Efficient Deep Learning of Robust, Adaptive Policies using Tube MPC-Guided Data Augmentation (Efficient Deep Learning of Robust, Adaptive Policies using Tube MPC-Guided Data Augmentation)

The deployment of agile autonomous systems in challenging, unstructured environments requires adaptation capabilities and robustness to uncertainties. Existing robust and adaptive controllers, such as the ones based on MPC, can achieve impressive performance at the cost of heavy online onboard computations. Strategies that efficiently learn robust and onboard-deployable policies from MPC have emerged, but they still lack fundamental adaptation capabilities. In this work, we extend an existing efficient IL algorithm for robust policy learning from MPC with the ability to learn policies that adapt to challenging model/environment uncertainties. The key idea of our approach consists in modifying the IL procedure by conditioning the policy on a learned lower-dimensional model/environment representation that can be efficiently estimated online. We tailor our approach to the task of learning an adaptive position and attitude control policy to track trajectories under challenging disturbances on a multirotor. Our evaluation is performed in a high-fidelity simulation environment and shows that a high-quality adaptive policy can be obtained in about $1.3$ hours. We additionally empirically demonstrate rapid adaptation to in- and out-of-training-distribution uncertainties, achieving a $6.1$ cm average position error under a wind disturbance that corresponds to about $50\%$ of the weight of the robot and that is $36\%$ larger than the maximum wind seen during training.

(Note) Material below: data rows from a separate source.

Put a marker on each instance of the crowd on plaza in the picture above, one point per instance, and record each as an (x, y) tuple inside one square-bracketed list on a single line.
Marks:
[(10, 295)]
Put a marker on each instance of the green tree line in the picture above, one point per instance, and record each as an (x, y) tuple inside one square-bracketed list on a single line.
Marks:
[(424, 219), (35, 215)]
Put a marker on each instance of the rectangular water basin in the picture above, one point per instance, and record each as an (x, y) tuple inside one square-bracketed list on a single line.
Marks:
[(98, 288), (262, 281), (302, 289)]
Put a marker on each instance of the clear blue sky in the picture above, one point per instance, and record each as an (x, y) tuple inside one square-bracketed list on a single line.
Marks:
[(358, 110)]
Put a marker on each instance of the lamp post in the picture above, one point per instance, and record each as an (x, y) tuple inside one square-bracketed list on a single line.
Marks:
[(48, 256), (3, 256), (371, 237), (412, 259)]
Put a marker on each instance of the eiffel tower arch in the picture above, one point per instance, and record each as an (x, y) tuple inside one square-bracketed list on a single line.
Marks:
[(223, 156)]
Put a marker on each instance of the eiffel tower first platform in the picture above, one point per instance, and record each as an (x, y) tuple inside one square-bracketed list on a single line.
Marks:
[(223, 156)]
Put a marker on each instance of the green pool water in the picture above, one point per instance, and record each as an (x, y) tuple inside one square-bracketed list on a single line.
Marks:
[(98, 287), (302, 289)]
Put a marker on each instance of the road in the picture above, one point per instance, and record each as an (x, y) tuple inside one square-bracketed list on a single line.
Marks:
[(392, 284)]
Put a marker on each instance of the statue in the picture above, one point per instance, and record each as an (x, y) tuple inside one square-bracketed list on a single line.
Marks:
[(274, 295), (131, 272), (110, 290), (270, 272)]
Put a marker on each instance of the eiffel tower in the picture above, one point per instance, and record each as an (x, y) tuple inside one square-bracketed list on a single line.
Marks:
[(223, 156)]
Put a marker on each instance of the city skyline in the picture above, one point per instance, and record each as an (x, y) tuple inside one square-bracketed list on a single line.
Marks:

翻译：通过管控MPC引导的数据增强实现高效深度学习鲁棒性和适应性策略在具有挑战性的非结构化环境中，部署灵敏的自主系统需要适应性能力和对不确定性的强壮性。现有的Robust和Adaptive控制器，如基于MPC的控制器，可以在线Onboard计算成本大的情况下实现出色的性能。出现了一些有效地从MPC中学习Robust和Onboard可部署策略的策略，但它们仍然缺乏基本的适应性能力。在本文中，我们通过将策略的设计基于可以在线估算的学习低维的模型/环境表示，扩展了现有的高效IL算法，使其具备适应挑战模型/环境不确定性的能力。我们的方法的关键思想在于通过修改IL过程，对策略进行修正，从而使其适应具有挑战性的模型/环境不确定性。我们在多转子上，定制我们的方法，将其应用于学习一种适应性的位置和姿态控制策略，以在具有挑战性的扰动下跟踪轨迹。我们的评估是在高保真仿真环境中进行的，并表明可在约1.3小时内获得高质量的适应性策略。我们另外实验证明了对训练内外分布的不确定性的快速适应，实现了其均方根位置误差低于6.1厘米，这是在训练期间看到的最大风力的36％大，对应着机器人质量的50％的风扰动。